Authors: Zach Nussbaum, John X. Morris, Brandon Duderstadt, Andriy Mulyar

License: CC BY 4.0

Abstract: This technical report describes the training of nomic-embed-text-v1, the first fully reproducible, open-source, open-weights, open-data, 8192 context length English text embedding model that outperforms both OpenAI Ada-002 and OpenAI text-embedding-3-small on short and long-context tasks. We release the training code and model weights under an Apache 2 license. In contrast with other open-source models, we release a training data loader with 235 million curated text pairs that allows for the full replication of nomic-embed-text-v1. You can find code and data to replicate the model at https://github.com/nomic-ai/contrastors

Submitted to arXiv on 02 Feb. 2024

Ask questions about this paper to our AI assistant

You can also chat with multiple papers at once here.

AI assistant instructions?

Results of the summarizing process for the arXiv paper: 2402.01613v1

This technical report presents the training process and performance of nomic-embed-text-v1, an innovative English text embedding model with a context length of 8192. The model outperforms leading models such as OpenAI Ada-002 and OpenAI text-embedding-3-small on tasks involving both short and long contexts. It is fully reproducible, open-source, and comes with open weights and data under an Apache 2 license. The report also discusses the Jina Long Context Evaluation Benchmark, showcasing the performance of the nomic-embed-text-v1-ablated model without FEVER, HotpotQA, and MEDI datasets. Despite a slight decrease in overall score, it was decided to train on these datasets to maintain comparability with other top open-source models. The training resources for nomic-embed-text-v1 are outlined in detail. Full training can be completed in one week on an 8xH100 node using various stages such as masked language modeling and contrastive pretraining. It is recommended to initialize from nomic-bert-2048 or Unsupervised Contrastive checkpoints. In conclusion, this report introduces the first fully open-source long-context text embedding model that surpasses OpenAI Ada-002's performance across various benchmarks. The model weights, training code, and replication recipe are released under a permissible license for broader accessibility. Furthermore, contributions from key team members Zach Nussbaum, Jack Morris, Brandon Duderstadt, and Andriy Mulyar are highlighted for their roles in project leadership, implementation decisions, dataset curation efforts,and design contributions at all levels of the stack. Lastly,the challenges in evaluating text embedding models are discussed within the context of benchmarking initiatives like BEIR (Thakur et al., 2021) and MTEB (Muennighoff et al., 2023), emphasizing the need for comprehensive evaluations over long context lengths. Recent benchmarks specialized for long-context evaluation such as Jina (Günther et al., 2024) and LoCo (Saad-Falcon et al., 2024) provide valuable insights into effectively assessing model performance.
Created on 22 Mar. 2024

Assess the quality of the AI-generated content by voting

Score: 0

Why do we need votes?

Votes are used to determine whether we need to re-run our summarizing tools. If the count reaches -10, our tools can be restarted.

Look for similar papers (in beta version)

By clicking on the button above, our algorithm will scan all papers in our database to find the closest based on the contents of the full papers and not just on metadata.
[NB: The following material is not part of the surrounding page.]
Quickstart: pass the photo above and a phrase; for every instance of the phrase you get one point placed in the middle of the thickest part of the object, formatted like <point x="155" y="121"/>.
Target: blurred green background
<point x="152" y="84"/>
Please note that it only works for papers that we have generated summaries for and you can rerun it from time to time to get a more accurate result while our database grows.

Disclaimer: The AI-based summarization tool and virtual assistant provided on this website may not always provide accurate and complete summaries or responses. We encourage you to carefully review and evaluate the generated content to ensure its quality and relevance to your needs.